You will hear teachers discussing strategies for waiting out the latest educational fad and complaining about how the district and state require work for accreditation that far, far exceeds the time available to get it done.
If teachers had access to a tool similar to a gradebook program or attendance software that allowed them to analyze the materials they already have – and to create new materials using an ordinary word processor or by, say, scanning the workbook page and having the text analyzed for standards content (subject to human review and approval of course) then two major questions would be answered.
- How can I incorporate standards into my daily lesson plans on top of all the other work I do?
- What exactly am I supposed to do with this one computer I have?
Both of which are questions that need answering.
I’ve constructed a prototype database program with FileMaker Pro that allowed me to analyze a textbook and prepare reports of Chapter by Standard (which standards are in chapter X) and Standard by Chapter (which chapters cover standard X). It only works for the California State Standards for High School Science, and even so it has been a rather complex and ongoing undertaking.
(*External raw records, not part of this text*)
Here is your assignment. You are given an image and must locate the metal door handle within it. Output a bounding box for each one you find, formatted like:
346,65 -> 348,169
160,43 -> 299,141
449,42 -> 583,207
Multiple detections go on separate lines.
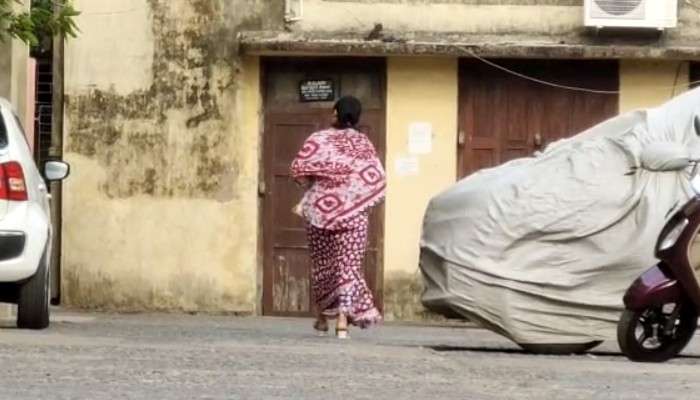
535,132 -> 542,147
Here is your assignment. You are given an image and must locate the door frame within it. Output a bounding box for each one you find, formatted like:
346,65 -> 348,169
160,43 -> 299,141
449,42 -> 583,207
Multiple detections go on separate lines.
256,56 -> 388,316
455,57 -> 616,179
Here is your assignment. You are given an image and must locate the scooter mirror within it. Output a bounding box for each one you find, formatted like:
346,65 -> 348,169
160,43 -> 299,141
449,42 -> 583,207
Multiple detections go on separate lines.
690,174 -> 700,195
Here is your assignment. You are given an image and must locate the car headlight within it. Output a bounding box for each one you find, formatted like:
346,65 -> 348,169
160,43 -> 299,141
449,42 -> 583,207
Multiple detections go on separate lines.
659,218 -> 688,250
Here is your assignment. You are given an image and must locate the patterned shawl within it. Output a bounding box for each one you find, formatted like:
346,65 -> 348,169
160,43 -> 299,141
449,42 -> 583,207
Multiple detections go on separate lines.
292,129 -> 386,230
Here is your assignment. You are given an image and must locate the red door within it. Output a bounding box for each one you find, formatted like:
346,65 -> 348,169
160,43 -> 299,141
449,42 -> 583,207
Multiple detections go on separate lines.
458,60 -> 619,176
261,59 -> 385,316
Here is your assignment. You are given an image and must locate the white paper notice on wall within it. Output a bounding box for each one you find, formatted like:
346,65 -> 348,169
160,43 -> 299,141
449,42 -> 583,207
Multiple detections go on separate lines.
408,122 -> 433,154
394,156 -> 420,176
I haven’t even begun to build the tools necessary to analyze external documents by keyword, and I’m not sure I ever will.
Scalability issues aside, speed is an issue here. Even our attendance software is slow over a network. It’ll also go far beyond my meager programming talents and the limited power of FileMaker Pro. Given the effort required so far, this is obviously going to be a project requiring the resources of a major computer company interested in education. (Anyone know of one we might ask?)
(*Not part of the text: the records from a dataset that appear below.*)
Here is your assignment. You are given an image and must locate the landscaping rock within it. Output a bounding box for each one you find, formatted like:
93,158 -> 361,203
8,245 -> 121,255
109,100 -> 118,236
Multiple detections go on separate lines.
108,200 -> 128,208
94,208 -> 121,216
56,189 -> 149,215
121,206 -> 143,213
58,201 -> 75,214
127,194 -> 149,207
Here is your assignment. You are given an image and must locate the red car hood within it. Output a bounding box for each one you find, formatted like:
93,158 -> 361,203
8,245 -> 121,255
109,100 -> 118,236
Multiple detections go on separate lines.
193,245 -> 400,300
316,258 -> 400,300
The really unfortunate thing is, every time I start to talk to someone about this at school, their eyes glaze over, someone mutters, “There he goes again,” and the principal offers to install FileMaker Pro on all the department chairs’ computers. The last time we requested that installation was roughly 6 months ago. I have an outstanding FileMaker installation request over a year and a half old.
If I can’t get a standalone solution on CD, I probably won’t get one. The problem with FileMaker is, to use networked databases to establish relations, you have to own your own copy – you can’t build a standalone solution and make it do everything it is supposed to do like connect to a central database.
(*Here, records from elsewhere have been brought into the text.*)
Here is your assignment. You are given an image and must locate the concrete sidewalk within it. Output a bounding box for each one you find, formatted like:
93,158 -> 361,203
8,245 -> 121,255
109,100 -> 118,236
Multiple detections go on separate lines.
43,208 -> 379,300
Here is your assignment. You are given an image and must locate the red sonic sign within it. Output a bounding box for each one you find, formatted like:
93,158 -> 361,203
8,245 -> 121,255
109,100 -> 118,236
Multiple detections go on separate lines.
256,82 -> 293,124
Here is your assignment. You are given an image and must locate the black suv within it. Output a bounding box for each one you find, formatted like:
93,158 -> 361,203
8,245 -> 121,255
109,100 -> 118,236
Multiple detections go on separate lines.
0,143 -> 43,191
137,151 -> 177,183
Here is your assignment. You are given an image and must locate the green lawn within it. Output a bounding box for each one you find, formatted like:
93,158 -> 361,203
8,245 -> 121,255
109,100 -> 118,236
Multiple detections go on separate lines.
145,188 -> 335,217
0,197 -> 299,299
When I start talking to a computer tech about these issues, invariably I get a dozen questions from vendors wanting to show me their latest gradebook program. Look at this list of “teacher’s helpers” software. On this page there’s only one reference which obviously addresses the issues here, http://www.exemplars.com/, and its site was so Netscape-unfriendly I couldn’t stand waiting for the background fills to stop to actually see what they had to offer. (In my view, it’s not my job to experiment with every browser in the universe to find one that works on a particular website. These people are vendors; if they want my business, they’ll make the information easily accessible for me.)
There’s a tremendous opportunity here – if someone has the vision to make it happen. Whatever the future brings, I hope it will bring better communication between the education and computing communities. Right now, students are losing out because the tools just aren’t there. And being a fan of Apple Computer, I hope Apple figures it out first.